Moldova's electoral commission on Monday revealed that Maia Sandu led the incumbent President Igor Dodon in the first round of the country's presidential elections, with 35.77% to 32.87%.
The pro-European candidate's three-point lead over her pro-Russian rival comes with 99% of first-round votes counted and is something of a surprise after earlier reports put Dodon ahead.
Both candidates now go through to the second round on November 15 with expectations of another tight race between the two rivals, who also went head to head in 2016.
On that occasion, Dodon beat Sandu by just 70,000 votes, and the country remains firmly divided between two competing visions: Dodon favours closer alignment with Moscow, while Sandu sees Moldova's future as part of the European Union.
Although the election has been pitted as a crucial battle between two very different candidates, the turnout on Sunday was only around 41%, 5% less than in 2016. Moldova, like elsewhere in Europe, has been hit hard by COVID-19 and fear of getting infected seemingly kept many voters at home.
While the election has been widely interpreted as a battle between east and west in one of Europe's frontier states, analysts told Euronews last week that the real issue for voters in 2020 was Moldova's economic future as the country struggles to recover from coronavirus.
The second round will be closely watched both in Moldova and abroad with allegations of vote-rigging and vote-buying made in the run-up to the poll. Sandu and other opposition candidates have accused Dodon and his party of "bussing in" thousands of voters from the breakaway region of Transnistria.
Transnistria, which declared its independence from Moldova in 1992 and fought a war with the country in 1994, is heavily subsidised and supported by Moscow, which has thousands of peacekeepers in the country. Around 350,000 of its residents have Moldovan citizenship and can vote in Moldova.
In both 2016 and parliamentary elections in 2019, tens of thousands of voters were transported across the Dniester River - which separates Moldova from Transnistria - to vote for pro-Moscow parties.
There had been fears that many of the between 1.2m and 2m Moldovans that live overseas - and tend to vote Sandu - could find it difficult to vote because of coronavirus restrictions in countries such as France and the UK, but AFP reported Monday that there was a strong turnout in the diaspora.
Official results suggest that Moldovans driven overseas by a lack of prospects and endemic corruption and economic mismanagement voted heavily for Sandu, seeing a shift towards the EU and away from Moscow as the only way the country's economic prospects will improve.
Around one million Moldovans - or nearly a third of the total population - have left their country over the last 20 years and the money they send to their families represents more than 15% of GDP.
But while the victory will give the Sandu campaign a boost, it remains to be seen where the other 30% of the vote not won by Sandu or Dodon in the first round will go come November 15.
It has been noted that Renato Usatii, a pro-Russian candidate who won 16.9% of the vote on Sunday, could now endorse Dodon and help him to victory in the second round.
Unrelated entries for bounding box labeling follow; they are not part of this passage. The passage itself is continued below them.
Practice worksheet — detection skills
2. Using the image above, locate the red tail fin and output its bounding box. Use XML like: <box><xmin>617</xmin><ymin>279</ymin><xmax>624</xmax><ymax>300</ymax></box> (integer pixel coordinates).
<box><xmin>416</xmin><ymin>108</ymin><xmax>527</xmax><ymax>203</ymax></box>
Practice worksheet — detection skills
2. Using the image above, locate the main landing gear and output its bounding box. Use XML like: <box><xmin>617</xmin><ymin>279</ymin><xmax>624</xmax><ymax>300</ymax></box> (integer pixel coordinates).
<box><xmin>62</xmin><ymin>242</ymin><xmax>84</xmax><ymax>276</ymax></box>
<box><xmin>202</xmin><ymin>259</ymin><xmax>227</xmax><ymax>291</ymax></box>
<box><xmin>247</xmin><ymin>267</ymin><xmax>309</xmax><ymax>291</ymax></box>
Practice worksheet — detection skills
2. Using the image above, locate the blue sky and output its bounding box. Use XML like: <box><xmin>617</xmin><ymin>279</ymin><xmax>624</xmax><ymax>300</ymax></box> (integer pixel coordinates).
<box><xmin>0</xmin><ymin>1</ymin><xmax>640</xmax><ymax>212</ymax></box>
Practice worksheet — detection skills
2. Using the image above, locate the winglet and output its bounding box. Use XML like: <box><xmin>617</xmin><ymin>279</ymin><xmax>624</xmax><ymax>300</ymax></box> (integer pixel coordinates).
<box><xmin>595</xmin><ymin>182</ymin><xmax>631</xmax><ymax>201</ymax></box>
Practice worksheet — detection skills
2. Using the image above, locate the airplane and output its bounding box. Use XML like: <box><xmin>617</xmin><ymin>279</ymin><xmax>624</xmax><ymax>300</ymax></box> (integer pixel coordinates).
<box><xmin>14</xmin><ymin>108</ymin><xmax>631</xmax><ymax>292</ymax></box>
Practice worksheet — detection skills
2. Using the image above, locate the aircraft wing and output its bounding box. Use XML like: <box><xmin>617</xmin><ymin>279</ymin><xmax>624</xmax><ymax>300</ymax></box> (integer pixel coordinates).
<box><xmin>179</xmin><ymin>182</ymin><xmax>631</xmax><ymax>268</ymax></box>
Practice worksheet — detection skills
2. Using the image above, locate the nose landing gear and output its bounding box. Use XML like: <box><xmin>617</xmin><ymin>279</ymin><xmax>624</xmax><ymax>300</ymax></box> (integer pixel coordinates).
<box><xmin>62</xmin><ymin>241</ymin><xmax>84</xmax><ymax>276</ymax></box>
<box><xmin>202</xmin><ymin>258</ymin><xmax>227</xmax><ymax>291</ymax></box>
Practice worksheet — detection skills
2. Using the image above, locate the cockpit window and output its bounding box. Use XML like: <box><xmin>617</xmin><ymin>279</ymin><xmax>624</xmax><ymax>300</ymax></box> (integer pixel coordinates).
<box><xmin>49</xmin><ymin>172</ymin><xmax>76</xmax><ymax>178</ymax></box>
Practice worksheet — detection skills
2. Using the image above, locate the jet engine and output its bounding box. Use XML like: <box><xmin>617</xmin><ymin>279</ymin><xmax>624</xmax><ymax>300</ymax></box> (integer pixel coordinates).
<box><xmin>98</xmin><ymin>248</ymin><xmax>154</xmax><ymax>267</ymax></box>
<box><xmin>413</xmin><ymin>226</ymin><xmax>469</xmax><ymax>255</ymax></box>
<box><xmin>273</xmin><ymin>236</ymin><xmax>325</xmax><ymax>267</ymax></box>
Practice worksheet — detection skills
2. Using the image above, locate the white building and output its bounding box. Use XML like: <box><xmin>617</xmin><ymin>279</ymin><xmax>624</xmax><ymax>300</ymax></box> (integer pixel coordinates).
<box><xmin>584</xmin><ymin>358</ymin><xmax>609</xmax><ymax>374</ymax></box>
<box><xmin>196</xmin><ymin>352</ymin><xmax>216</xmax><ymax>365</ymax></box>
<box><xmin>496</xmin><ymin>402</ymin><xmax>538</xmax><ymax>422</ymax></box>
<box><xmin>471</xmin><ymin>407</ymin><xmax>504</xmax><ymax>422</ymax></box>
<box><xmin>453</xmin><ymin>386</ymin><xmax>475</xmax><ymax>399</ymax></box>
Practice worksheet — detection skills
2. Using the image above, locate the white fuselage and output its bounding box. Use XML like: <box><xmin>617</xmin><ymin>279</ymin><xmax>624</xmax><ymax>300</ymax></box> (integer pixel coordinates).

But whether Usatii voters opt for Dodon or Sandu could depend on the debate between the two leaders, which is expected to take place during the next fortnight, analysts say.
Dodon has so far resisted calls to debate Sandu - and declined an interview with Euronews last week - but will likely have to now she has made the second round.
"Maia Sandu managed to energise support at home and abroad," Radu Magdin, a political analyst, told Euronews on Monday.
"But it's too early to celebrate, mobilisation is needed, with an even wider margin, for the second round. Now it's a good moment to call all relatives home. Sandu needs to focus to win big. In order to be able to change the situation in Moldova, she should aim high."